After arriving at New Bolton, Barbaro had become "America's Horse." People across the country kept up with his recovery and were cheering for him to get better. Thousands of 'Get Well' cards appeared on his stall door at the clinic, as well as flowers and presents. Reporters and newspapers covered his story almost on a daily basis, keeping America up to speed on "their" horse's recovery. On January 29, 2007, Barbaro, "America's Horse", and the Kentucky Derby winner who had been through so much, was euthanized. People across the country mourned with Barbaro's owners, and wished for a different outcome. He had survived a catastrophic event on the racetrack, but nature's course was too powerful for this little horse. Even though Barbaro may be gone, his spirit lives on in so many ways.

His stay at the New Bolton medical center, in Kennett Square, Chester County, had a huge impact on the world of medicine. His greatest impact was the light he cast on laminitis and the research on how to prevent it, leading to a new Laminitis research center at New Bolton. The Barbaro Fund, which has raised $1.2 million, supports ongoing patient medical care and the expansion of the George D. Widener Large Animal Hospital.

Barbaro Memorial at the Kentucky Derby Museum
Socks, travelpod.com
Barbaro’s memorial at Churchill Downs by sculptor Alexa King.

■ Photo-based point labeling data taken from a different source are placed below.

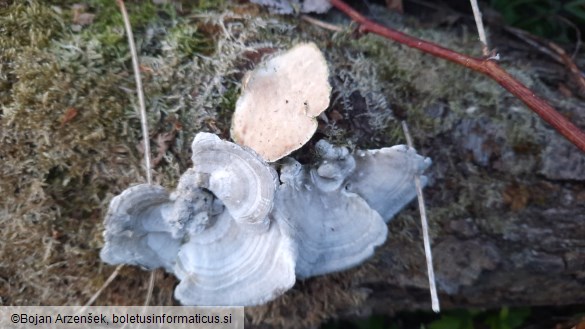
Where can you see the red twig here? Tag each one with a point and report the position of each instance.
(485, 66)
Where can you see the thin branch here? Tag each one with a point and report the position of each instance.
(485, 66)
(425, 228)
(141, 103)
(321, 24)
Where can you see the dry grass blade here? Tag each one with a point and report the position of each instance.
(425, 228)
(480, 28)
(146, 140)
(141, 103)
(104, 286)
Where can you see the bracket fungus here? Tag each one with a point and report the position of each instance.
(276, 112)
(324, 219)
(234, 232)
(240, 178)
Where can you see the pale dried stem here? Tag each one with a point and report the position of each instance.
(146, 141)
(141, 103)
(480, 28)
(104, 286)
(425, 231)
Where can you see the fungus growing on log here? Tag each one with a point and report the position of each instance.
(234, 232)
(276, 112)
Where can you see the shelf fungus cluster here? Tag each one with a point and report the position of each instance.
(237, 232)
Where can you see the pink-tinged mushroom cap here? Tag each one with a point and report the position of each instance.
(276, 112)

There were also two races renamed in Barbaro's honor. The Pimlico Racecourse, site of the Preakness, renamed the Sir Barton Stakes, part of the Preakness undercard, the Barbaro Stakes. The Delaware Park Racecourse, where Barbaro had his maiden race as a three-year-old, renamed the Leonard Richards Stakes, a Grade III race for three-year-olds, the Barbaro Stakes, as well.

While Barbaro's racing career was short lived, he will always be remembered as "America's Horse." On April 26, 2009, Barbaro's ashes were buried outside Gate 1, near the Kentucky Derby Museum. Marking his resting place is a bronze statue of Barbaro in the 2006 Derby by sculptor Alexa King. Though Barbaro will race no more, he will be eternally running outside Churchill Downs.